NEW FOR WEDNESDAY: Boardwalk Tram Destroyed In Weekend Fire; City ‘Scrambling’ To Find Replacement

OCEAN CITY – Last Sunday’s Boardwalk tram fire has left the city scrambling to seek an alternative prior to the peak season.

Public Works Director Hal Adkins explained the trams are stored downtown on South Philadelphia Avenue at the Wightside facility across the street from the Oceanic Fishing Pier. The trams use gasoline and have to be fueled on a daily basis. Wightside has an underground fuel station to do so.

“It is my understanding the tram had backed up to the fueling station. Once finished fueling … went to turn the ignition, and kept turning it with nothing starting and all of a sudden flames started coming out of the back of it … which is where the motor was,” Adkins said.

The Ocean City Fire Department responded to the fire but once the flames were put out the tram had “melted to the ground.”

“Forensically, I don’t know if they will ever be able to determine what started the fire because there was not anything left,” Adkins said.

In a typical summer, Ocean City deploys eight motor units in the evening hours to run on the Boardwalk. Each motor unit pulls two coach units.

Adkins had contacted Trams International inquiring the cost and time frame of a replacement. It would cost $130,000 for a new motor unit and could be in Ocean City within 35 days, according to Adkins.

“In two weeks is when we will routinely begin doing that [running eight trams] every single night so we are scrambling now with … trying to find a Jeep CJ, which is what we used to pull the trams with years ago,” Adkins said.

The Jeeps were previously used because they are one of the only vehicles that had a tight enough turning radius to make the sharp U-turn at the end of the Boardwalk on 27th Street. When the motor units were purchased in 2003, the price per unit was $99,500.

According to Adkins, the city is looking at about $40,000 of unappropriated funds to purchase a Jeep and retrofit it to pull the coach units. A goal has already been set in place to replace the fleet of trams in two fiscal years as they have reached their life expectancy. At that time, the Jeep would be turned over to the Ocean City Beach Patrol. Upon locating a Jeep, the request will be brought before the Mayor and City Council for approval.

The company of Jones & Frank out of the Salisbury area has routinely worked on the fueling station at the Wightside facility.
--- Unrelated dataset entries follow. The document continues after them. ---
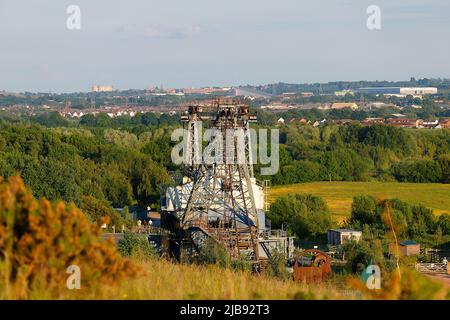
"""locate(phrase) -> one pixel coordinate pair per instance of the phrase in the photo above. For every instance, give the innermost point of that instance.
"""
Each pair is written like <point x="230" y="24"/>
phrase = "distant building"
<point x="398" y="91"/>
<point x="344" y="105"/>
<point x="337" y="237"/>
<point x="370" y="121"/>
<point x="405" y="248"/>
<point x="444" y="123"/>
<point x="404" y="122"/>
<point x="102" y="88"/>
<point x="343" y="93"/>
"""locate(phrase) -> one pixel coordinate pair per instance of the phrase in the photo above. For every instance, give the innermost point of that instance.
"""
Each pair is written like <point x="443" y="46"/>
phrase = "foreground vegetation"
<point x="39" y="240"/>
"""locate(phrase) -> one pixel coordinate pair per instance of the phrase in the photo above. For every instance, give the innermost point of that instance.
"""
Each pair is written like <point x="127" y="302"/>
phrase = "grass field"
<point x="339" y="195"/>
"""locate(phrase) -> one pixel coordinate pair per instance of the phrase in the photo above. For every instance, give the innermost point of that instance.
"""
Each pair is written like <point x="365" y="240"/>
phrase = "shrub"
<point x="306" y="215"/>
<point x="40" y="240"/>
<point x="136" y="246"/>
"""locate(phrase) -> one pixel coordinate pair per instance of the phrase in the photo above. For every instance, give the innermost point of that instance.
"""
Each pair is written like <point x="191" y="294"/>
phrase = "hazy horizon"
<point x="136" y="44"/>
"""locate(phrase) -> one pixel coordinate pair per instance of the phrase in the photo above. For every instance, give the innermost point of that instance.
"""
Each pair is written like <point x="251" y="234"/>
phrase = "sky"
<point x="194" y="43"/>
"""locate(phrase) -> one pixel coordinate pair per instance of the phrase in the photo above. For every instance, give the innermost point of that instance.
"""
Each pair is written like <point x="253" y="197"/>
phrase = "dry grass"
<point x="339" y="195"/>
<point x="167" y="281"/>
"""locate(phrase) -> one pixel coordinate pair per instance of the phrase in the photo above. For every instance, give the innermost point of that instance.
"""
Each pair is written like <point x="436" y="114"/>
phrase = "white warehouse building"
<point x="401" y="91"/>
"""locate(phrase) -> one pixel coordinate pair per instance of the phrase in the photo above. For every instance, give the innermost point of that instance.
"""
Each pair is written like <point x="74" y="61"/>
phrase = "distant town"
<point x="423" y="103"/>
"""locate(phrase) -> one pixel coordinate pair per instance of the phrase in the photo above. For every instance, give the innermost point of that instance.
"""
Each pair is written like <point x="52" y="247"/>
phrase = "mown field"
<point x="339" y="195"/>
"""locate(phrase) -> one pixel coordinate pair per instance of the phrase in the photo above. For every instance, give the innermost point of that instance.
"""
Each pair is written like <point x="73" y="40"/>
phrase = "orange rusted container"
<point x="312" y="266"/>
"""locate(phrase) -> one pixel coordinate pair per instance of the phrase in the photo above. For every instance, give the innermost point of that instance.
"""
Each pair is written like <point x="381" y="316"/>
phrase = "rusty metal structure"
<point x="218" y="197"/>
<point x="311" y="266"/>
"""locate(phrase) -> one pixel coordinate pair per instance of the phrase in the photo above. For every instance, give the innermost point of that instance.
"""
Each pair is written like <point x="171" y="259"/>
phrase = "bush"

Crews were on site first thing Tuesday morning and by that afternoon all the needed repairs were completed to the station.

Adkins said fleet manager Ron Eckman and mechanics are inspecting the remaining seven trams to make sure there is no kind of manufacturing defect that would leave safety in question.

“During peak times, we pack all eight, so it would limit the ability of giving passengers a ride and it would limit our revenue,” Adkins said of not replacing the tram. “We are going to pull every rabbit out of the hat we can to get back up and running again in two weeks.”